Бобби прошел полдороги от третьей базы, шаркая кроссовками, потом обернулся.
— Тебе птичка на нос наорала. А ты, дурак, и не заметил. Утерся бы!
В голове у него эти слова прозвучали смешно — но по-дурацки, когда он выговорил их вслух, и никто не засмеялся. Салл сидел верхом на мешке основной базы, большой, как дом, серьезный, как сердечный приступ, в своих доспехах ловящего. В одной руке болталась его маска, в десятке мест склеенная черным скотчем. Он был красный и казался сердитым. А еще он казался мальчишкой, который уже больше никогда не будет Волком. Эс-Джей побывал в лагере «Винни», травил шкоты, засиживался допоздна у лагерного костра, обмениваясь историями о привидениях. Он будет Львом во веки веков, и Бобби его ненавидел.
— Что на тебя нашло? — спросил Салл, когда Бобби плелся мимо. На обеих скамьях воцарилась тишина. Все ребята смотрели на него. И все родители тоже на него смотрели. Смотрели, будто он был мразью. Бобби подумал, что так, возможно, и есть. Но не по той причине, о какой они думают.
«А ты догадайся, Эс-Джей! Может, ты и побывал в лагере «Винни». Зато я был там, внизу. Глубоко-глубоко там, внизу».
— Бобби?
— Ничего на меня не нашло, — сказал он, не поднимая головы. — Наплевать. Я переезжаю в Массачусетс. Может, там будет поменьше подкупленных сволочей.
— Послушай…
— Заткнись, — сказал Бобби, не глядя на него. Он глядел на свои кроссовки. Глядел на свои кроссовки и продолжал идти.
* * *
У Лиз Гарфилд не было подруг («Я простая капустница, а не светская бабочка», — иногда говорила она Бобби), однако в первые два года в агентстве по продаже недвижимости она была в хороших отношениях с женщиной, которую звали Майра Колхаун (по-лизски они с Майрой были два сапога пара, шли в ногу, были настроены на одну волну и так далее и тому подобное). В те дни Майра была секретаршей Дона Бидермена, а Лиз была общей секретаршей для всех агентов, записывала адреса их новых клиентов, варила им кофе, печатала их письма.
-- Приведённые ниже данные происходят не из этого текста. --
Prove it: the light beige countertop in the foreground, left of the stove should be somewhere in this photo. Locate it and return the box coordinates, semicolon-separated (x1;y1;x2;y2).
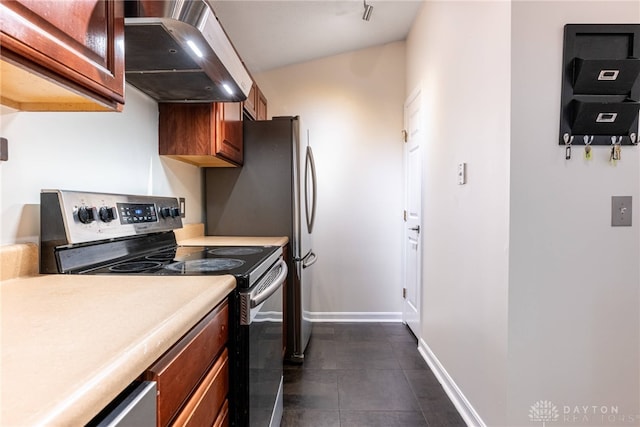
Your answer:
0;275;235;426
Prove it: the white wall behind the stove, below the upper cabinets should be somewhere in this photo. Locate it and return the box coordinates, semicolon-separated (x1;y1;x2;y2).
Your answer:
0;86;203;244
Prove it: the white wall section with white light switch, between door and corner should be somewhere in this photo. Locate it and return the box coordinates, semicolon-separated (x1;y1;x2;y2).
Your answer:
405;1;510;425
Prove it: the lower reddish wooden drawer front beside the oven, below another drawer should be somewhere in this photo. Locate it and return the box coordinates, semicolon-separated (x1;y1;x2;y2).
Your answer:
173;350;229;427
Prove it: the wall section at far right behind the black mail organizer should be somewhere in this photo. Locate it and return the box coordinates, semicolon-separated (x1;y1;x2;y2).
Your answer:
508;0;640;425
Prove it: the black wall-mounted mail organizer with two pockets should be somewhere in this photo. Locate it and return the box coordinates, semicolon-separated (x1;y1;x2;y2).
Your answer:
559;24;640;152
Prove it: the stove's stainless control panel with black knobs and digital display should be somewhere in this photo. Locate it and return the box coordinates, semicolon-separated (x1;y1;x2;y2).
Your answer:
40;190;182;244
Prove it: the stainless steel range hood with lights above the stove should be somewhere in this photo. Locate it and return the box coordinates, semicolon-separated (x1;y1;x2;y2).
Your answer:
124;0;252;102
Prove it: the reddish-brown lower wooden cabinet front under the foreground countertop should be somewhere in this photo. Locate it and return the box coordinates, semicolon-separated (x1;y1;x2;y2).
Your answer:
143;300;229;427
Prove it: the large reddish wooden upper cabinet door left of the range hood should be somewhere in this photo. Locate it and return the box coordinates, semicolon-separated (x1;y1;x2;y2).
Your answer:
0;0;124;110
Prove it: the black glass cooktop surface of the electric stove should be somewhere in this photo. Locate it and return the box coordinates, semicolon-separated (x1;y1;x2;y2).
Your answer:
82;246;280;290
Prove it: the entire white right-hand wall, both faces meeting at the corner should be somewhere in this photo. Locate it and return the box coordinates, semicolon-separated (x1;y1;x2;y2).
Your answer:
406;0;640;426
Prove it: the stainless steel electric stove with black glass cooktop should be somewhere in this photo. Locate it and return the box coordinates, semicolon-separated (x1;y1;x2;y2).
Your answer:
40;190;287;426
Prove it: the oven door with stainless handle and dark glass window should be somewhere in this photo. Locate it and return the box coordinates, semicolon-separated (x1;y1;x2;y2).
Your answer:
238;260;287;427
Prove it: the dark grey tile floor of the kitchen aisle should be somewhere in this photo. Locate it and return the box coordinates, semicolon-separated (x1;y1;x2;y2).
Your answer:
281;323;465;427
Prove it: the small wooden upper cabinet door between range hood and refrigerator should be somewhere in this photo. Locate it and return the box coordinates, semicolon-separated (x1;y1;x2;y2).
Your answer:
215;102;244;165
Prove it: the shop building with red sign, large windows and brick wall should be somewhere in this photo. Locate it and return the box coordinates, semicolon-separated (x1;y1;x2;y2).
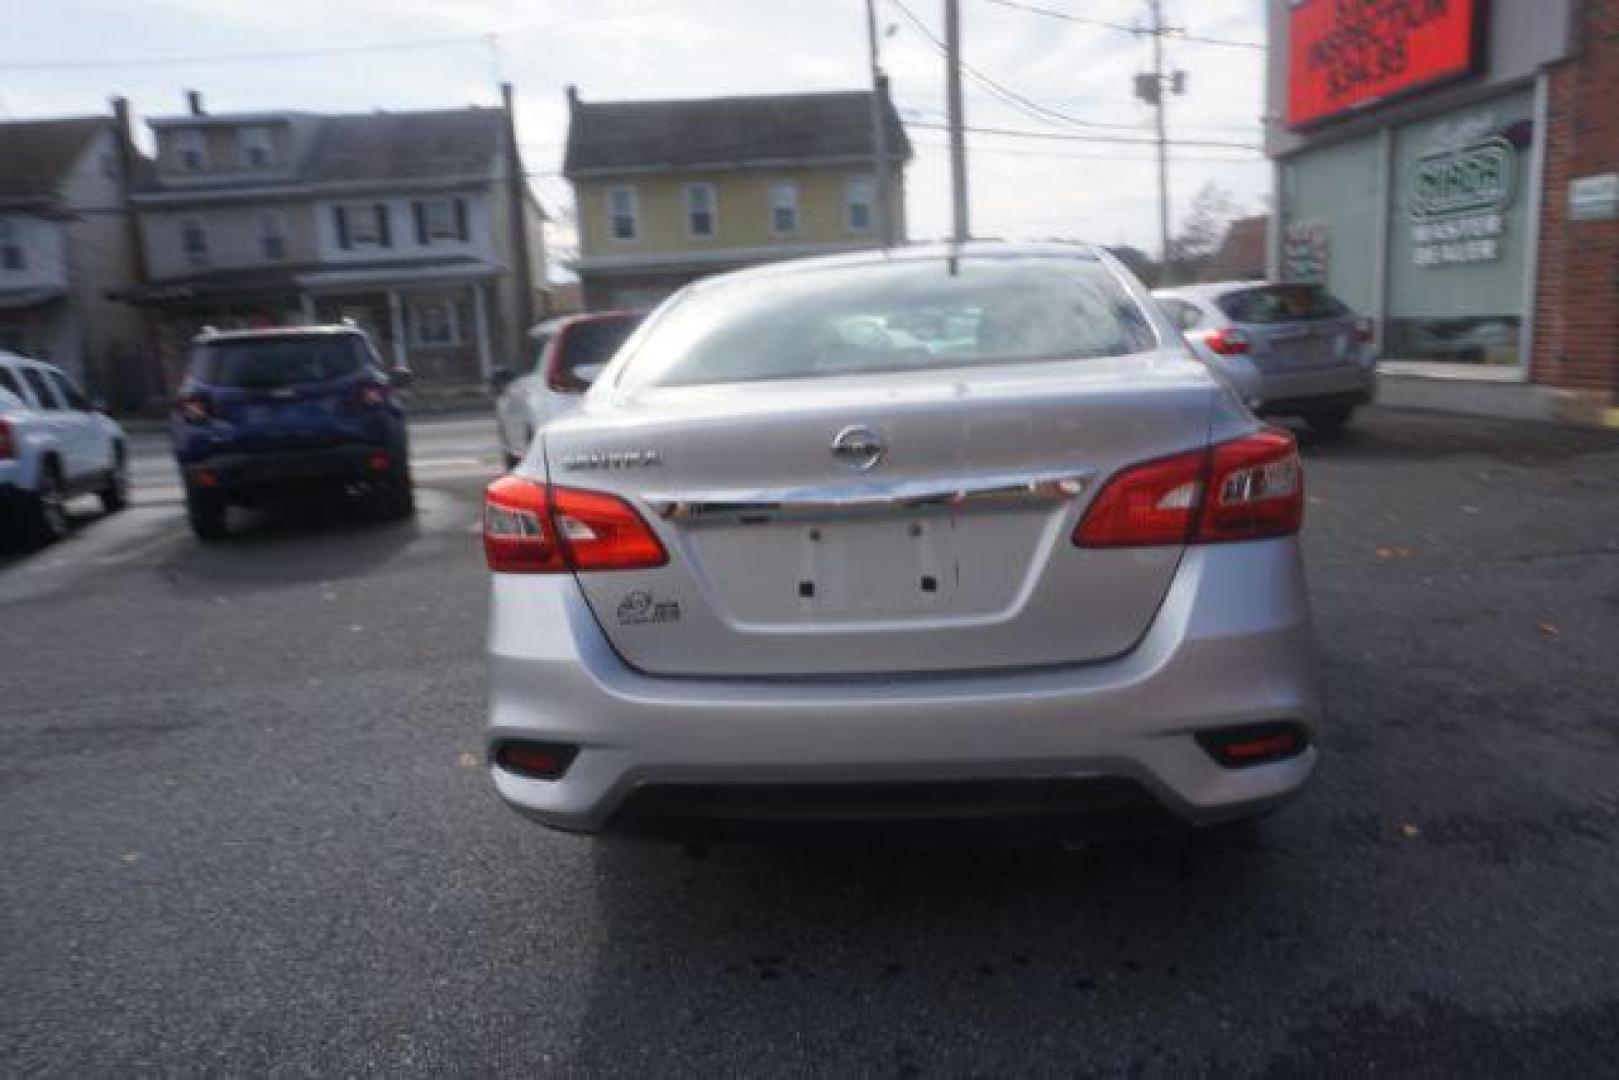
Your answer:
1266;0;1619;424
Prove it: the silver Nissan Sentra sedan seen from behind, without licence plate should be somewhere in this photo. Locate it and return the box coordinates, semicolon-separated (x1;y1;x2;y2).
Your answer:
484;243;1318;832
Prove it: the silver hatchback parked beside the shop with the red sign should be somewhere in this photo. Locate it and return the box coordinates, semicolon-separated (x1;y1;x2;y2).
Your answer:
1153;282;1378;432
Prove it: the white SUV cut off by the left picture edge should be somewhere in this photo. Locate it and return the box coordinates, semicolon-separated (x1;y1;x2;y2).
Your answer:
0;351;130;544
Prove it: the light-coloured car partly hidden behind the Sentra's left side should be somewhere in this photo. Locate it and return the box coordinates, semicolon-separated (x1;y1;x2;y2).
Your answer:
494;311;646;468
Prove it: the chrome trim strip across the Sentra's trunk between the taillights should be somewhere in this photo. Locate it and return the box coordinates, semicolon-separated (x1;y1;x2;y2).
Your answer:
641;470;1096;525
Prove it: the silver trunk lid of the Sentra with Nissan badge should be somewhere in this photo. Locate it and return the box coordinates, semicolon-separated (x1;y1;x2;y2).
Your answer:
544;353;1216;677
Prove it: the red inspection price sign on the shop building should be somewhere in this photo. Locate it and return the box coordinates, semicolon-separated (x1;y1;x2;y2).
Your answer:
1287;0;1480;128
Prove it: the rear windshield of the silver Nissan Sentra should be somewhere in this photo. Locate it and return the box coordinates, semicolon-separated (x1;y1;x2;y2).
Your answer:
620;256;1158;387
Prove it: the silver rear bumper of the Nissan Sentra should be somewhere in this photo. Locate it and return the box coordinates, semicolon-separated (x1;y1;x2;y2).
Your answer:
489;539;1319;832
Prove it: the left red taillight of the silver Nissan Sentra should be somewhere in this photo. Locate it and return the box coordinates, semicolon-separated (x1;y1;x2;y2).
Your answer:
484;476;669;573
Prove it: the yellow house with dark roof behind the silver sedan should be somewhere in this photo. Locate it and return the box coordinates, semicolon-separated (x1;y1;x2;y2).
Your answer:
563;87;911;309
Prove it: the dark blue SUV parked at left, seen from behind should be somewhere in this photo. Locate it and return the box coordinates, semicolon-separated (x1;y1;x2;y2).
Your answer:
170;324;414;541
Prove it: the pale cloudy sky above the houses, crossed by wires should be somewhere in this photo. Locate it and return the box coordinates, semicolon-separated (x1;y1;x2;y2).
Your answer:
0;0;1271;278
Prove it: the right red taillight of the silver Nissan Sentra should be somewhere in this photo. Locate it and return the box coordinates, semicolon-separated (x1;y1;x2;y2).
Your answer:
1073;427;1305;547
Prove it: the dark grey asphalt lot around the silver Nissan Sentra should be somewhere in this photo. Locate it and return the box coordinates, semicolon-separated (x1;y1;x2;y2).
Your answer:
0;411;1619;1077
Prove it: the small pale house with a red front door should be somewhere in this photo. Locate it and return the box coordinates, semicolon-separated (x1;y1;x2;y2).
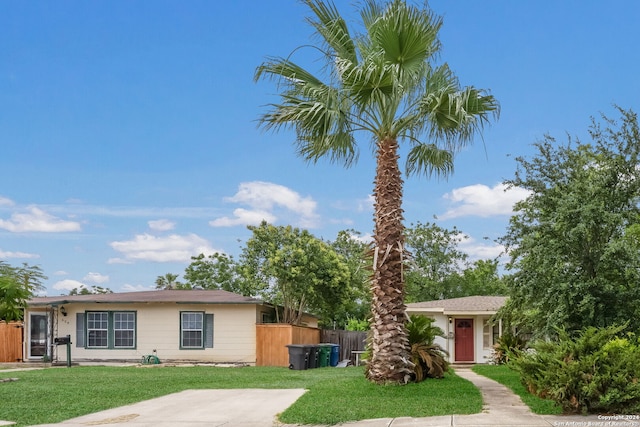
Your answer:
407;296;507;363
В 1955 году Майра внезапно ушла из агентства без внятного объяснения, и Лиз получила повышение, став секретаршей мистера Бидермена в начале 1956 года.
Лиз и Майра не теряли друг друга из виду — обменивались открытками, а иногда и письмами. Майра (которая была тем, что Лиз называла девствующей дамой) переехала в Массачусетс и открыла собственную маленькую фирму по продаже недвижимости. В конце июля 1960 года Лиз написала ей, спрашивая, нельзя ли ей стать партнером — для начала, конечно, младшим — в «Колхауновской помощи с недвижимостью». Она бы могла вложить кое-какой капитал; небольшой, конечно, но, с другой стороны, три тысячи пятьсот долларов — это все-таки не плевок в океан.
Может, мисс Колхаун побывала в тех же вальцах, что и его мама, а может, и нет. Главным было, что она ответила «да» — даже прислала ей букет, и Лиз в первый раз за последние недели почувствовала себя счастливой. Возможно, по-настоящему счастливой в первый раз за годы и годы. Но важным было то, что они должны были переехать из Харвича в Дэнверс в Массачусетсе. Переедут они в августе, чтобы у Лиз было много времени устроить своего Бобби-боя, своего притихшего и часто угрюмого Бобби-боя, в новую школу.
А для Бобби-боя Лиз Гарфилд было важным довести до конца одно дело, прежде чем они уедут из Харвича.